Why this housing market is not like 2008
There are so many questions swirling around today about where the housing market is headed amid this economic slowdown. In order to best understand the current state and how the expert projections are playing out, it’s best to look at our economic history, and how today is vastly different than the housing crisis of 2008, known as the Great Recession. Many of us experienced financial hardships, lost homes, and were out of work during the Great Recession – the recession that started with a housing and mortgage crisis. Today, we face a very different challenge: an external health crisis that caused a pause in much of the economy earlier this year and a major shutdown of many parts of the country. We’re simply not in the same boat as we were then, and here are five big reasons why that can give you greater confidence if you’re thinking of selling your house this year.
When we look at appreciation in the visual here, there’s a big difference between the 6 years prior to the housing crash and the most recent 6-year period. Leading up to the crash, we had much higher appreciation in this country than we saw coming into this year. In fact, the highest level of appreciation most recently is below the lowest level we saw leading up to the crash. Prices were rising going into this economic slowdown, but not at the rate they were climbing back when we had runaway appreciation.
2. Mortgage Credit
The Mortgage Credit Availability Index is a monthly measure by the Mortgage Bankers Association that gauges the level of difficulty to secure a loan. The higher the index, the easier it is to get a loan; the lower the index, the harder. Today we’re nowhere near the levels seen before the housing crash when it was very easy to get approved for a mortgage. After the crash, however, lending standards tightened and have remained that way ever since.
3. Number of Homes for Sale
One of the causes of the housing crash in 2008 was an oversupply of homes for sale. Today, as shown in the next image, we see a much different picture. We don’t have enough homes on the market for the number of people who want to buy them.

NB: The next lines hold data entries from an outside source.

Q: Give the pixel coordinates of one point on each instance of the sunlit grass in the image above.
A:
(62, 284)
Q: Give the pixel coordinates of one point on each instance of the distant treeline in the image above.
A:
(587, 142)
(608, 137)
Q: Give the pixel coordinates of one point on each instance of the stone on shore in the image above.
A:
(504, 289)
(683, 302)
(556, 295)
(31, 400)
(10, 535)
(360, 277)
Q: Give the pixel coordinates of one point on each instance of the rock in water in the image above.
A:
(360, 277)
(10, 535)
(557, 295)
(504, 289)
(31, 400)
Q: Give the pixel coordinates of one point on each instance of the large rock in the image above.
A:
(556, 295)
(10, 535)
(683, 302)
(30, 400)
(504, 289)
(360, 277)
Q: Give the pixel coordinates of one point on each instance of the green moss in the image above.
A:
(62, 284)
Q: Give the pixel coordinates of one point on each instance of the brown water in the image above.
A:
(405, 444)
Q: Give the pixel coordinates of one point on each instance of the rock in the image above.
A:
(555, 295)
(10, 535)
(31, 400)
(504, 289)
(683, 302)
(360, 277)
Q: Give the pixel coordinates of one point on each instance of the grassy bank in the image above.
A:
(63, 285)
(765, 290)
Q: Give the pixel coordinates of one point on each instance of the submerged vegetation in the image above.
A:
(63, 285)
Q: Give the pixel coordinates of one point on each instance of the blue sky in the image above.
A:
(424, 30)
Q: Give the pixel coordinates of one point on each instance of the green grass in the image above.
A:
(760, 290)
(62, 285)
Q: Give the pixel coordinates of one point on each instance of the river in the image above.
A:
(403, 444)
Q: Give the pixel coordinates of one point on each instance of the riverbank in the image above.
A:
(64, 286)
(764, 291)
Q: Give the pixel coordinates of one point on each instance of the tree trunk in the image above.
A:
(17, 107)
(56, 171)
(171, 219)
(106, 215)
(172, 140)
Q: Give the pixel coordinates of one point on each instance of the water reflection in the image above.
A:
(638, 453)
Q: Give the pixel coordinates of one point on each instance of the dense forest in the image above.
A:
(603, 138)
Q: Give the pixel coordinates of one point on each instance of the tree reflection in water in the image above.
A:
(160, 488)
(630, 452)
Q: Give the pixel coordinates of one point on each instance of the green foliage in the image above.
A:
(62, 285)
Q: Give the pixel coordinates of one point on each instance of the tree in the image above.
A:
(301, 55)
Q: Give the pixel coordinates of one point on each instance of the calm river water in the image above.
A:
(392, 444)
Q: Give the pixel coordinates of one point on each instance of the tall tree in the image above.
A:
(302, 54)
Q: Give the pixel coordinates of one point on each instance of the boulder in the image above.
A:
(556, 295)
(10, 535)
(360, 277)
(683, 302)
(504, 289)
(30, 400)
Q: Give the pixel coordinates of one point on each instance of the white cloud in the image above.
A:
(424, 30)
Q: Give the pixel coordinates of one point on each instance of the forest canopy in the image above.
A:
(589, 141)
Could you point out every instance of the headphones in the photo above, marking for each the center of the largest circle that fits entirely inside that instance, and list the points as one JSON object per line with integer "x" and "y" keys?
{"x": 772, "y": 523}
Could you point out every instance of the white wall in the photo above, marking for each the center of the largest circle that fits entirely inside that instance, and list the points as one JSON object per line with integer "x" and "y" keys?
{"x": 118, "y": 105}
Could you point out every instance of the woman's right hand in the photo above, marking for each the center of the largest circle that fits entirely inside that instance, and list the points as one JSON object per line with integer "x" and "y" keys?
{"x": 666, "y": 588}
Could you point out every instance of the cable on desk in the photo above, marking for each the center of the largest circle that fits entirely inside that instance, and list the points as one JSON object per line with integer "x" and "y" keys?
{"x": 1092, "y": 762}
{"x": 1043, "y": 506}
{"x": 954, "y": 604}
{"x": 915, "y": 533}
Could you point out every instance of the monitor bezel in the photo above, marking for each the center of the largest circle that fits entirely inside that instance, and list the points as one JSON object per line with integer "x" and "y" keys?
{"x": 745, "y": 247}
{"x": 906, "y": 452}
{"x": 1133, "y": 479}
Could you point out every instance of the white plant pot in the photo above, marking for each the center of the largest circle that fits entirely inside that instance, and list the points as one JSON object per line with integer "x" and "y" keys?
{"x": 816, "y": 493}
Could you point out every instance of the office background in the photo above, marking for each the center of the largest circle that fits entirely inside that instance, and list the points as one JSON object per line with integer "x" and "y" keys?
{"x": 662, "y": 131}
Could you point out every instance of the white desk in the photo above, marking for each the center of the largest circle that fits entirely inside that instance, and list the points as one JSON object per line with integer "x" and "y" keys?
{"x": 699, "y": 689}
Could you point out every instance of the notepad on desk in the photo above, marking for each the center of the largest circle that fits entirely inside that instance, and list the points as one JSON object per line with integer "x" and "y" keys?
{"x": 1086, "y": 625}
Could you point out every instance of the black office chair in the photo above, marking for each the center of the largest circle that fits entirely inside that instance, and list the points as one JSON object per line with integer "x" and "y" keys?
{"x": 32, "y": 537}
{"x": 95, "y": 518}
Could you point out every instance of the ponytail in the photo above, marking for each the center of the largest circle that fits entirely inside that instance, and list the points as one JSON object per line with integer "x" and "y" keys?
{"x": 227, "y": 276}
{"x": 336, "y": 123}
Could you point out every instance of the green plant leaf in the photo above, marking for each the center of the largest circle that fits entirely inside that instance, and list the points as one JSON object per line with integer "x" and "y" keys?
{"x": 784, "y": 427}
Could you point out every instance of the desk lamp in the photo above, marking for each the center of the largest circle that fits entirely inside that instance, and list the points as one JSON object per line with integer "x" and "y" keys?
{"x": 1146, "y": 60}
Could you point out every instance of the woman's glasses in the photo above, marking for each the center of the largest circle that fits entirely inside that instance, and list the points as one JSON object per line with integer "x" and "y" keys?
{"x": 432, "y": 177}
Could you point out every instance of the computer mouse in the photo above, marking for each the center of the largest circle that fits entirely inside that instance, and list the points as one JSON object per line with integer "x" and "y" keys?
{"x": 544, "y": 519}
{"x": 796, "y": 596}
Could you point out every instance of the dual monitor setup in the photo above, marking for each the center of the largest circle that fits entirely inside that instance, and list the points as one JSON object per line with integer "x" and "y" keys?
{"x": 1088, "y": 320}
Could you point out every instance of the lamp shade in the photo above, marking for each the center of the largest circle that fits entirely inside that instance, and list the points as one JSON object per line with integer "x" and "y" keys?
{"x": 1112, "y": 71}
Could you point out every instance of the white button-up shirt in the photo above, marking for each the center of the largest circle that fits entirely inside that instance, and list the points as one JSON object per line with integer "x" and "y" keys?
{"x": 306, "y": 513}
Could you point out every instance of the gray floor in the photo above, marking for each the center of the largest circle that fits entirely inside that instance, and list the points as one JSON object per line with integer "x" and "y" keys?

Across the country, we have less than 6 months of inventory – an undersupply of homes available for buyers.
4. Us of Home Equity
The next chart shows the difference in how people are accessing the equity in their homes today as compared to the period leading up to the housing crash. Back then, consumers were harvesting equity from their homes (through cash-out refinances) and using it to finance highend lifestyles. Today, consumers are treating the equity in their homes much more responsibly.
5. Home Equity Today
Today, 58.7% of homes across the country have at least 60% equity. In 2008, homeowners walked away when they owed more than what their homes were worth. With the equity homeowners have now, they’re much less likely to walk away from their homes.
If you’re considering selling your house to make a move this year, there’s no need to fear the market. We’re not in a housing crisis, and this is nothing like 2008.